If you're not gaming there the i7-265K is on par or slightly better than a 14700(K) but realistically the differences are pretty minor and a lot of the time Ryzen dominates the top results in the charts, even after the months of OS and microcode patches to Arrow Lake.
These days, if you're needing a fast CPU for work you are likely doing one of three things; AI, encoding, or rendering - and AM5 is much better overall in all three categories, even if Intel scores the occasional win in one or two tests. I'd be willing to give Arrow Lake more support if it was an improvement on the previous generation, but it really wasn't. It's merely an "okay" chip that's dissappointing even if it's not actually bad.

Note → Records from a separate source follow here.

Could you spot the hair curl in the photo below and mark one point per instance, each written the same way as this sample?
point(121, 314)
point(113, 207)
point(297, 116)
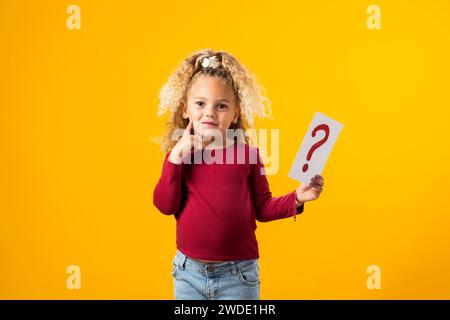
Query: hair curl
point(251, 99)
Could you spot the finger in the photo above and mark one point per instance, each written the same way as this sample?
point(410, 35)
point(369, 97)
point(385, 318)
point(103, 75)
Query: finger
point(319, 177)
point(187, 132)
point(316, 187)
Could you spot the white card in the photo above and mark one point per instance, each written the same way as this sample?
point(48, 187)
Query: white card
point(315, 148)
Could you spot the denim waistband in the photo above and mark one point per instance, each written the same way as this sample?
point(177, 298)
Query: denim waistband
point(183, 261)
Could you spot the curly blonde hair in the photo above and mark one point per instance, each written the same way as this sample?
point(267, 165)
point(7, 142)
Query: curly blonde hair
point(251, 99)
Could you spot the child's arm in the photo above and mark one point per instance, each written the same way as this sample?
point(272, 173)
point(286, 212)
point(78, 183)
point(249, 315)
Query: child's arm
point(270, 208)
point(167, 193)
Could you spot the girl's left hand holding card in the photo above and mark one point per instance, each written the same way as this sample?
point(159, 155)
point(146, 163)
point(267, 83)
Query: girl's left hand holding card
point(310, 192)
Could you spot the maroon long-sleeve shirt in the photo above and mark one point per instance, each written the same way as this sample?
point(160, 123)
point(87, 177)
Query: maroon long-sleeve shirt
point(216, 205)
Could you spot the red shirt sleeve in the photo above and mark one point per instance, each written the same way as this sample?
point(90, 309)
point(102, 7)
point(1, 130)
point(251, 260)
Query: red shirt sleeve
point(168, 190)
point(270, 208)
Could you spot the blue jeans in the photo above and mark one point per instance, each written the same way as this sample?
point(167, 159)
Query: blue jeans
point(229, 280)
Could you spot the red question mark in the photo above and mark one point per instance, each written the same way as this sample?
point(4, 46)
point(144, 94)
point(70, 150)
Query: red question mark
point(315, 146)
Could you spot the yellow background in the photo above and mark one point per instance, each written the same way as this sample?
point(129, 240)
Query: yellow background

What Arrow Lake is, as far as I can tell, is a laptop processor that's been scaled up to be sold as a desktop processor too, but it simply fails to make a real case for itself at 200W and is just disappointing stagnation. It's no worse than the 13th/14th gen offerings but the one thing it brings to the table is lower power consumption, which is still higher than AM5, but it's a good step in the right direction for Intel.
IMO Arrow Lake the most sense in productivity laptops, I think the U5-235H and U7-255H are going to be incredible in the traditional 45W market that AMD are currently dominating, and 8 Arc Alchemist cores are going to provide enough grunt in an IGP to make even laptops without a dGPU capable all-rounders.